One can look at number of other policies: economic, social, healthcare, etc. to guess the direction. However, only education will tell you the prevailing anthropological project, the project of changing the human being.

Of course, the developmental direction of the California society is not created in one person’s head; it is a result of complex political dynamics. Indeed, there are significant policy efforts to reshape education in California to provide for equity, inclusion, STEM careers, and access to college. Within education, there are also competing interests and conflicting intentions. However, the point remains: if you want to know where a society is heading, take a look at its education, as it actually works, not how it is meant to work.

May 5, 2019

We are not that similar

There was an interesting discussion about generational misunderstanding in my Russian part of Fb. A teacher considered why a certain history documentary is inaccessible to contemporary students. The narrator uses tacit citations, allusions, and references that are well known to the generation that grew up in the late Soviet Union, but is alien to Russian adolescents today. Exactly the thing that makes the documentary interesting to us, makes it boring to them. It is the same language - they understand all the words; they just miss the connotations.

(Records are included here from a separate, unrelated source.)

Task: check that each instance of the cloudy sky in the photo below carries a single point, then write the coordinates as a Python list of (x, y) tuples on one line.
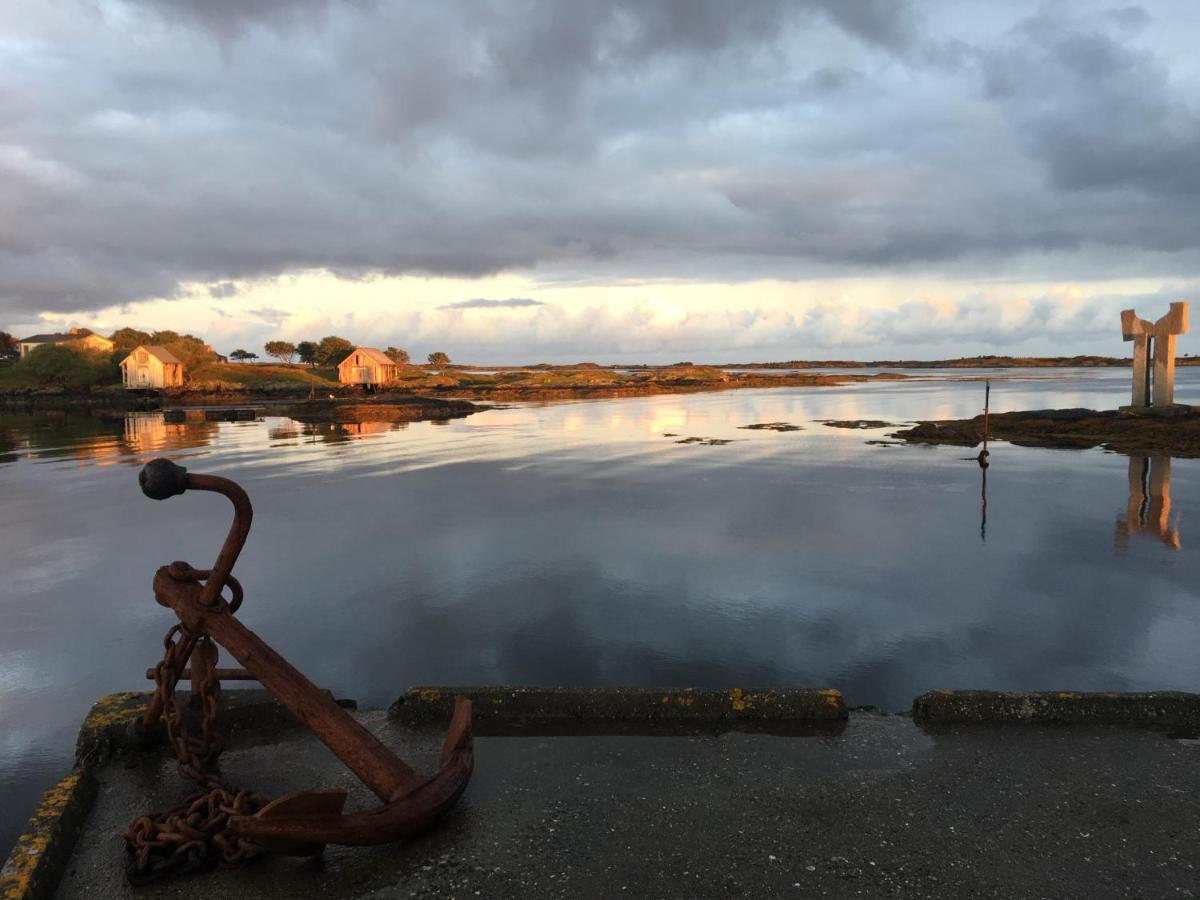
[(527, 180)]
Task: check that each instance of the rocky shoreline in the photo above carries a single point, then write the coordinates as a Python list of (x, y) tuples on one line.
[(1071, 429), (528, 385)]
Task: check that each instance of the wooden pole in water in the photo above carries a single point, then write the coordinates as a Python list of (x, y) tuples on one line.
[(982, 459), (987, 401)]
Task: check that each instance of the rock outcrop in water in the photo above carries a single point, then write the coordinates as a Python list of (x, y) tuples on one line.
[(1071, 429)]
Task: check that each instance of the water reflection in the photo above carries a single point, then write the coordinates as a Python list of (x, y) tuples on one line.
[(1149, 510)]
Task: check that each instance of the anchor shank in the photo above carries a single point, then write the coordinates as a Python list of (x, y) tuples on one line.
[(361, 751)]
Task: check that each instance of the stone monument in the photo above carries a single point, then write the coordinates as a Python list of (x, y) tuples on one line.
[(1157, 339)]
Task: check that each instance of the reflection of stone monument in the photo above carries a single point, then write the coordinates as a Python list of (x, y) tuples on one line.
[(1150, 502), (1157, 339)]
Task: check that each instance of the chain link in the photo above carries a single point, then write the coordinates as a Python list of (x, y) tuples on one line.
[(192, 835)]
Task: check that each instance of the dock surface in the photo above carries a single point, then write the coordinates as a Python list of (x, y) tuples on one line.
[(881, 809)]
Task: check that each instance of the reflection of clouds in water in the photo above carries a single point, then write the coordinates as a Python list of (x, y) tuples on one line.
[(537, 545), (694, 586)]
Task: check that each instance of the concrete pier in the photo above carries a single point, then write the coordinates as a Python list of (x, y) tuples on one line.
[(982, 795)]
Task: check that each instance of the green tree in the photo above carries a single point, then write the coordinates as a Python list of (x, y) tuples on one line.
[(126, 339), (307, 352), (333, 349), (282, 351), (10, 349), (58, 366)]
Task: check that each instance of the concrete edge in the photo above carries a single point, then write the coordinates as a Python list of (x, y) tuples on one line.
[(41, 853), (1164, 709), (499, 707)]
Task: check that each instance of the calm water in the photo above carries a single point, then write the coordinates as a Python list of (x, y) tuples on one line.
[(575, 544)]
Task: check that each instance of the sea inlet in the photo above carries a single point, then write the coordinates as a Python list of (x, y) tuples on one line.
[(640, 541)]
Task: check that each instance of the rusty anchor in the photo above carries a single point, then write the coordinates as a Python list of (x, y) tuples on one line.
[(225, 826)]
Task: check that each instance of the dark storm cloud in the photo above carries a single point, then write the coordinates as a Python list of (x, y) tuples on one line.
[(484, 304), (1101, 113), (145, 145)]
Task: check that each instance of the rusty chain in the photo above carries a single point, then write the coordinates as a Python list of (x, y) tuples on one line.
[(192, 835)]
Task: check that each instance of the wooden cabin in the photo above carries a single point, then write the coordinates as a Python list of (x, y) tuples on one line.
[(367, 366), (151, 366)]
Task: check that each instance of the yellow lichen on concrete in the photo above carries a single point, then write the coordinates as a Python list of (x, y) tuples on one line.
[(24, 875)]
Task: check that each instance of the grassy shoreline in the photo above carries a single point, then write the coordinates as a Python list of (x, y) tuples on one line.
[(309, 391)]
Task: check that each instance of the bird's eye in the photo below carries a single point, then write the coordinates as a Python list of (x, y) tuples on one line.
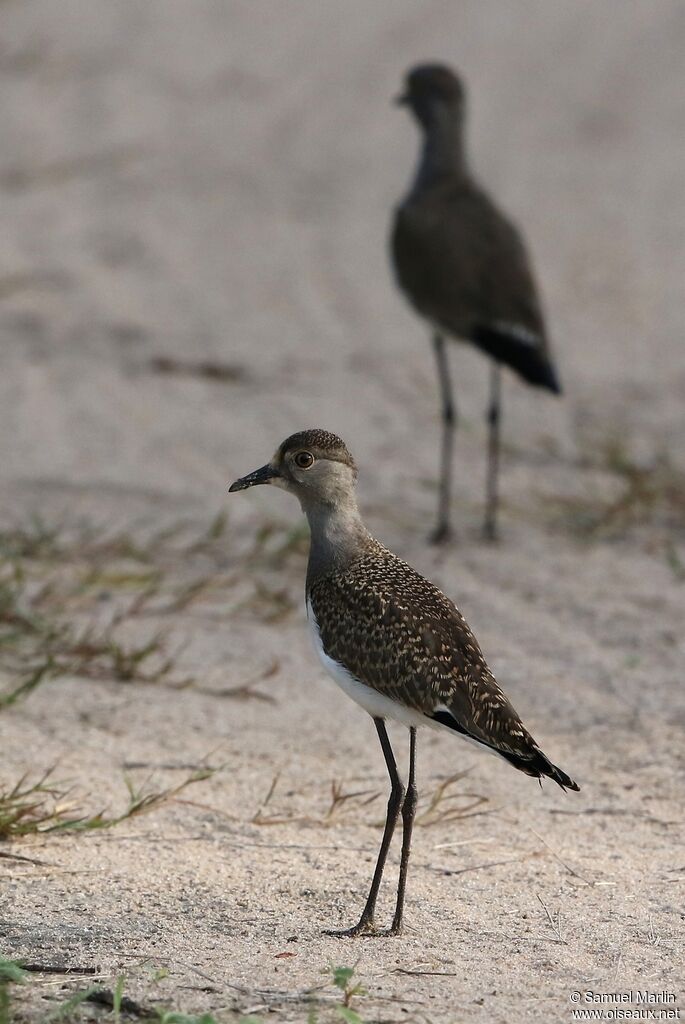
[(304, 460)]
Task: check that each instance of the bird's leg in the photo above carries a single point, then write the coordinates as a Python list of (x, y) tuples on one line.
[(409, 810), (366, 924), (494, 421), (442, 531)]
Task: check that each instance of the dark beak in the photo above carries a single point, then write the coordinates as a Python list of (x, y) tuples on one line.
[(263, 475)]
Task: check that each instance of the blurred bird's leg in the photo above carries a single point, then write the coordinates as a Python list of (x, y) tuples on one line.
[(366, 925), (494, 422), (442, 530), (409, 811)]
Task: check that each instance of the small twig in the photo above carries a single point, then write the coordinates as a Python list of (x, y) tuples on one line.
[(104, 997), (556, 926), (58, 969)]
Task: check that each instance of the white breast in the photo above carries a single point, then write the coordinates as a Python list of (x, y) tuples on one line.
[(377, 705)]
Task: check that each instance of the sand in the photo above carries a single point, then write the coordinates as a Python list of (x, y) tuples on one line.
[(213, 181)]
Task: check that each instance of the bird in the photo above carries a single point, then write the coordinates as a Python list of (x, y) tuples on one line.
[(391, 641), (465, 269)]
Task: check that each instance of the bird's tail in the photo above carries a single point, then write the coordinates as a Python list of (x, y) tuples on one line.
[(521, 350)]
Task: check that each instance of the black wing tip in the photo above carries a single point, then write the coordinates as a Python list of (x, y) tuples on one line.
[(541, 766), (534, 763), (521, 354)]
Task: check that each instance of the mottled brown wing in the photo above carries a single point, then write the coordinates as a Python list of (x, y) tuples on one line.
[(394, 631)]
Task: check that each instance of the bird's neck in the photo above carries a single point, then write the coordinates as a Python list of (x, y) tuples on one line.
[(338, 537), (442, 154)]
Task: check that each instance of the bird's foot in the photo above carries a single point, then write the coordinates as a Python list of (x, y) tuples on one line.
[(365, 928)]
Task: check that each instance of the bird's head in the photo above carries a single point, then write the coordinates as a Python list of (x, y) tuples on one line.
[(433, 92), (313, 465)]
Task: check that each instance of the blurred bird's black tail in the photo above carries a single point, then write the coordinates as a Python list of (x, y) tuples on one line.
[(521, 350)]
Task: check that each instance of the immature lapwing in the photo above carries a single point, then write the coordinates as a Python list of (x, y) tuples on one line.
[(464, 267), (390, 639)]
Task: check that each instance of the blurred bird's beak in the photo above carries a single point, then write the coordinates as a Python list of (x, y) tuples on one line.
[(263, 475)]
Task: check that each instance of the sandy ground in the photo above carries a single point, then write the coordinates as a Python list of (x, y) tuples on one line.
[(213, 181)]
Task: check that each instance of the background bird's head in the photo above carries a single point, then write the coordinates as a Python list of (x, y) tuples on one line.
[(314, 465), (433, 91)]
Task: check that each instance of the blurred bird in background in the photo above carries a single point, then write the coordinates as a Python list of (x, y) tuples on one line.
[(464, 267)]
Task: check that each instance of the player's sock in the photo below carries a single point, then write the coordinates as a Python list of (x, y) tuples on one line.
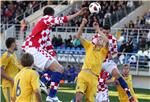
[(46, 76), (73, 99), (124, 86), (55, 79)]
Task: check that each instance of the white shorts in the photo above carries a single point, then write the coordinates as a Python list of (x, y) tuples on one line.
[(41, 57), (109, 65), (102, 96)]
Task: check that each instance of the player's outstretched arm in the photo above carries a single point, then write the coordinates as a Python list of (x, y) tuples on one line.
[(5, 76), (54, 21), (38, 95), (97, 29), (80, 30), (79, 13)]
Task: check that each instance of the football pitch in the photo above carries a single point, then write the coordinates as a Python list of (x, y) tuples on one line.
[(67, 92)]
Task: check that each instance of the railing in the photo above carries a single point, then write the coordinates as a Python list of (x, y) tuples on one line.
[(135, 33), (30, 11)]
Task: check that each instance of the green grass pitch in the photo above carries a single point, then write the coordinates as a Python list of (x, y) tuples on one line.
[(67, 91)]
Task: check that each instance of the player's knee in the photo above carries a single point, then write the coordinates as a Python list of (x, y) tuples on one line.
[(79, 97), (61, 69), (115, 73)]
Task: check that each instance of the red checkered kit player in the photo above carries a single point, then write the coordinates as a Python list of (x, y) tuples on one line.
[(38, 44)]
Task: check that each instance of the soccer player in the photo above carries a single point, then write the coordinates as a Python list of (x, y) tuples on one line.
[(38, 43), (87, 79), (9, 67), (109, 65), (128, 78), (26, 82), (104, 79)]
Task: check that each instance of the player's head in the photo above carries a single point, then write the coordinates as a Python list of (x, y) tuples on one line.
[(106, 29), (11, 43), (27, 60), (97, 40), (126, 68), (48, 11)]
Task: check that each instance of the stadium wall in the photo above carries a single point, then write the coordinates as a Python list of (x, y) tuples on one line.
[(141, 81), (133, 15)]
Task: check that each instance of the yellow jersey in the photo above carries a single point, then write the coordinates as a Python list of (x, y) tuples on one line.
[(11, 66), (25, 82), (94, 57), (122, 94)]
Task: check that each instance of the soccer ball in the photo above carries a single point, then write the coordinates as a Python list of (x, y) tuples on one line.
[(94, 7)]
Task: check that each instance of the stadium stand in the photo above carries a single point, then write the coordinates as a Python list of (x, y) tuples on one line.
[(133, 39)]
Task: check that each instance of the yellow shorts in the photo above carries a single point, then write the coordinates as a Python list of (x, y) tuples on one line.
[(7, 93), (87, 84)]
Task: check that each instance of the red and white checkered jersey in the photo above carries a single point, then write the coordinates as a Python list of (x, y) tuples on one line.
[(102, 86), (40, 34), (112, 46)]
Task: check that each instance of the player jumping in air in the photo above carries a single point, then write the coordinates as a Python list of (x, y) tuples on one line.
[(38, 44), (9, 67), (103, 80), (87, 79), (109, 65), (128, 78), (26, 83)]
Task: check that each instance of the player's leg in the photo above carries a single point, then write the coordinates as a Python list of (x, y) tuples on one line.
[(111, 67), (55, 78), (45, 61), (81, 86), (79, 97), (91, 90), (7, 93), (45, 79)]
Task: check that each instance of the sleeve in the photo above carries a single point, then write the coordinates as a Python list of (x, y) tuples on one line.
[(5, 59), (35, 80), (104, 51), (13, 92), (51, 20), (114, 49), (85, 43)]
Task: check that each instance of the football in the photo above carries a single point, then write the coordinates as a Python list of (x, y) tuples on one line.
[(94, 7)]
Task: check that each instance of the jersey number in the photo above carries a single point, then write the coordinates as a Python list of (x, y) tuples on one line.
[(18, 90)]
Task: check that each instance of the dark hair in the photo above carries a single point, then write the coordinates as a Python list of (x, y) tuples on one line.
[(106, 27), (27, 60), (48, 11), (9, 41)]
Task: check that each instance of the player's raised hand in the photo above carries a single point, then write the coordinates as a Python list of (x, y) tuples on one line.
[(96, 26), (84, 21), (12, 82), (83, 11), (131, 99)]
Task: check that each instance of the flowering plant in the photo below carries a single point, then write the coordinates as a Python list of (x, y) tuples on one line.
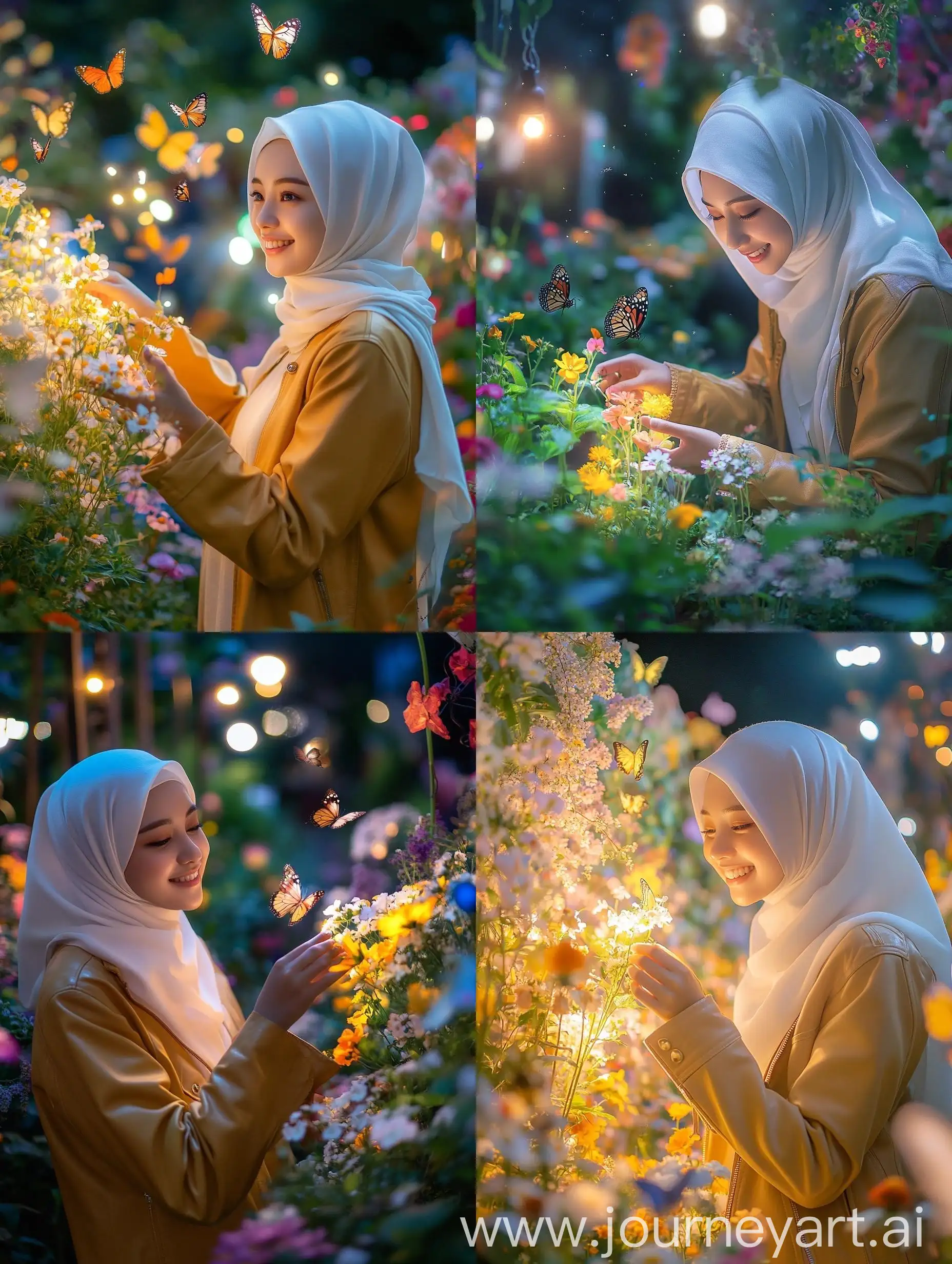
[(88, 549)]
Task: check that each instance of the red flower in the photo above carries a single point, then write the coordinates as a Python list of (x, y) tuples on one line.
[(463, 664), (58, 620), (424, 711)]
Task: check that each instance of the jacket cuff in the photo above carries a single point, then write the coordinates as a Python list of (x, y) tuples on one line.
[(177, 477), (689, 1039)]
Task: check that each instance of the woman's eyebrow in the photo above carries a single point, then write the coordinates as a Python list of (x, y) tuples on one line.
[(166, 821)]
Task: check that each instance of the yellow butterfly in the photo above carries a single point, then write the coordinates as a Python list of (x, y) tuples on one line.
[(631, 763), (287, 898), (203, 160), (56, 122), (653, 673), (172, 146), (634, 803)]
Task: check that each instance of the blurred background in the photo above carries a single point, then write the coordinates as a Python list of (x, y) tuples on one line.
[(232, 711), (588, 113), (126, 152)]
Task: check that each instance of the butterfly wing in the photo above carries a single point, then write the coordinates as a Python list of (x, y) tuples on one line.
[(329, 811), (287, 895), (305, 906), (347, 819), (194, 114), (631, 763)]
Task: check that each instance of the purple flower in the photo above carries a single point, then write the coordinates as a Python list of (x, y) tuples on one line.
[(277, 1232), (492, 390)]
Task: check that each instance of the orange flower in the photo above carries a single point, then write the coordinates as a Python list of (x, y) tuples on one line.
[(893, 1194), (58, 620), (564, 958)]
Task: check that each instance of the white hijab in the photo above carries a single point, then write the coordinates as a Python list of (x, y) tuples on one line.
[(814, 162), (368, 179), (845, 862), (76, 893)]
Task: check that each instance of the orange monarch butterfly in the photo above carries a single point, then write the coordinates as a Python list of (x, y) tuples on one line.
[(631, 763), (275, 40), (311, 756), (554, 295), (627, 315), (329, 813), (194, 114), (104, 81), (287, 898)]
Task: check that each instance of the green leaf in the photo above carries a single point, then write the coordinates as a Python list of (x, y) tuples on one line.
[(491, 60)]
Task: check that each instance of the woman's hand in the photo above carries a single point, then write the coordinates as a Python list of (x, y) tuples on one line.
[(116, 289), (695, 447), (170, 399), (299, 979), (662, 981), (632, 373)]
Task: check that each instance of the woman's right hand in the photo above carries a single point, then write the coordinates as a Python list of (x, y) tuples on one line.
[(632, 373), (299, 979), (115, 287)]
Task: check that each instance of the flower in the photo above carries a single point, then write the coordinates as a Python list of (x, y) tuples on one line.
[(570, 367), (683, 516), (424, 711)]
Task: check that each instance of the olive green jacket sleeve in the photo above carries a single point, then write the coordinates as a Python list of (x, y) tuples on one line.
[(350, 442), (197, 1159), (893, 396), (811, 1144)]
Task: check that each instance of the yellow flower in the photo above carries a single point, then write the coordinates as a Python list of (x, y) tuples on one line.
[(570, 367), (596, 481), (684, 515), (937, 1006), (564, 958), (682, 1140), (656, 404)]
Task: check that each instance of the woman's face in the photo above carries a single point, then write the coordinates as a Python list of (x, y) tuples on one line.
[(735, 846), (744, 223), (285, 213), (169, 859)]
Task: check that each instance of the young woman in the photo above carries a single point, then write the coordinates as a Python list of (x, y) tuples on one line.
[(330, 483), (828, 1037), (851, 368), (161, 1104)]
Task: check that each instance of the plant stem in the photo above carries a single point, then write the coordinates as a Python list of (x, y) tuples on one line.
[(429, 734)]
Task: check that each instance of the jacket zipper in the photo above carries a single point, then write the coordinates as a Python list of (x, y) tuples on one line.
[(736, 1164), (160, 1257), (323, 592)]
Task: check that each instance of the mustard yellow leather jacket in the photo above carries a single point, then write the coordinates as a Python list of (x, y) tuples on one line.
[(324, 521), (154, 1152), (812, 1137), (893, 395)]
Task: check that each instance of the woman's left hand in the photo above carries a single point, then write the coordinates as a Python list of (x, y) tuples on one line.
[(662, 981), (170, 399), (695, 443)]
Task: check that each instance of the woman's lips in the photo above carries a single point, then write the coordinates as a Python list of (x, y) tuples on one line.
[(190, 880)]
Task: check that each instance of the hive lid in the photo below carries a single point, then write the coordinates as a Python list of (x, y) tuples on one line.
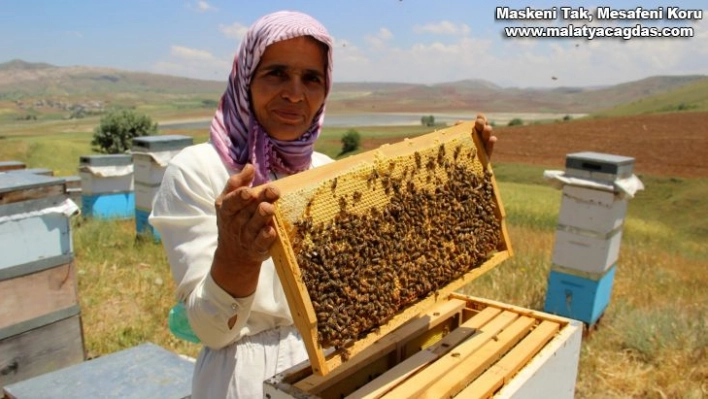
[(161, 143), (106, 160), (10, 165), (15, 187), (598, 162), (368, 242), (36, 171)]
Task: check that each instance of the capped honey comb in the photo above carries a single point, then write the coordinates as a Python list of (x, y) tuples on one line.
[(366, 243)]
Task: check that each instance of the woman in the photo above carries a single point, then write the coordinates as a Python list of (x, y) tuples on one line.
[(217, 232)]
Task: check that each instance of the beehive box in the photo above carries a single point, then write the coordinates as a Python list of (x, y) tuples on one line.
[(370, 241), (106, 174), (463, 347), (590, 209), (73, 188), (27, 232), (40, 328), (598, 166), (36, 171), (585, 251), (151, 153), (143, 371), (11, 165)]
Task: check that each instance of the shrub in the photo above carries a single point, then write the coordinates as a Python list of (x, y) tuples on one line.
[(115, 133)]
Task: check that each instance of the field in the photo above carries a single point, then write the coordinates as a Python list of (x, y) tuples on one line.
[(651, 342)]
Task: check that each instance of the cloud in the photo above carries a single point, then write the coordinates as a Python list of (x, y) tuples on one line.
[(234, 31), (522, 62), (379, 39), (190, 54), (193, 63), (203, 6), (443, 28)]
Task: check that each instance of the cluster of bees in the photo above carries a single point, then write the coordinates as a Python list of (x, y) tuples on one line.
[(361, 268)]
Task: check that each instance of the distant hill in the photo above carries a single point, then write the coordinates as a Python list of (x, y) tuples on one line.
[(692, 96), (488, 97), (21, 80)]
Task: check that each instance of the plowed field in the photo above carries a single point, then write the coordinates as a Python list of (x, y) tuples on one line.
[(674, 144)]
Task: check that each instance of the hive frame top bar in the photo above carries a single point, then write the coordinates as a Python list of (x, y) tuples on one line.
[(307, 183)]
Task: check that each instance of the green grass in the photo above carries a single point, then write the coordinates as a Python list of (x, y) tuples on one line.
[(651, 341), (691, 97)]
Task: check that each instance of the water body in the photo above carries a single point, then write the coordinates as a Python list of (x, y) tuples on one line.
[(391, 119)]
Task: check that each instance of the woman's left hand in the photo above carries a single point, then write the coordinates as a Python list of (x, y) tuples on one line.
[(484, 129)]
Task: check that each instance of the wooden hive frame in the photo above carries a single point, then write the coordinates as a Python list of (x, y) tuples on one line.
[(297, 194), (463, 347)]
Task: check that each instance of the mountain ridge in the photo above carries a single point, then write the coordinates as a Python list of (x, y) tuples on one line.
[(31, 80)]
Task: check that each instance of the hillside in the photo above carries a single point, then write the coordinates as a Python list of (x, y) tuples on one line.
[(40, 83), (690, 97)]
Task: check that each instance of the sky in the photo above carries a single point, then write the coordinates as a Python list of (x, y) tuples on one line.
[(413, 41)]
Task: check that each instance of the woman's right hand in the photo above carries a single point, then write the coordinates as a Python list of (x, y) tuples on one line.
[(245, 224)]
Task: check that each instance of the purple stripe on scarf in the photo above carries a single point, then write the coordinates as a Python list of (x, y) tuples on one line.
[(235, 133)]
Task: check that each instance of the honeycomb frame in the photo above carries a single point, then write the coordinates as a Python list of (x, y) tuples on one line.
[(356, 186)]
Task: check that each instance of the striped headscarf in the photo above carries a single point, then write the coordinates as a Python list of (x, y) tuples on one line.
[(235, 132)]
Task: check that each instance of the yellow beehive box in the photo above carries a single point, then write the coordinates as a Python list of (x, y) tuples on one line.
[(371, 241), (463, 347)]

We have watched recently Sharp Objects - a great Netflix miniseries. I was wondering if anyone could understand much of it without some knowledge of American small town life, and without living in the US for decades. What one critic described as “honey-coated but often barbed dialogue” is delightfully hard to comprehend. I enjoyed it greatly, but am also wondering how many layers of meaning escaped me because I did not grow up in America, and missed some 30 years of mass culture and everyday banter. I do well in all kinds of professional conversations, but will miss certain nuances when Americans quip over a beer. When I listen to British BBC Radio 4, I don’t get perhaps every fifth joke, just because their context is not as familiar to me.

One of the greatest communication sins is to assume that your interlocutor is the same as you, that his or her cultural contexts are the same. It is easier to avoid when you deal with a foreigner, whose accent screams at you “I am different and may not know what you know.” It is much more difficult to avoid when dealing with a different generation. For example, some older folks who grew up in the 60-s and 70-s will drop an F-bomb in a formal conversation, because that was a signal of liberation from the formality of old institutions, and was a call for solidarity against the oppressive System. Yet today’s 30-something may hear nothing but mucho bullying. Are they too sensitive, too sheltered? No, they just have a different set of cultural references, and it is just too easy to miss. The same goes for regional differences: what is a friendly chat in New York City, will be considered an open conflict in the parts of the Midwest and South.

It would probably be best if we learned to treat everyone as a foreigner who may have learned our language, but will never be exactly the same as us. What we sometimes think are “wrong” reactions may speak not as much of moral deficiency, as a subtle cultural difference. Multiculturalism is easy when the other is very different. It become incrementally hard as the degree of difference diminishes. Intimacy is greatly overrated and sometimes trumps respect. It is hard to be generous and hospitable to thy neighbor, hence… but you get the reference.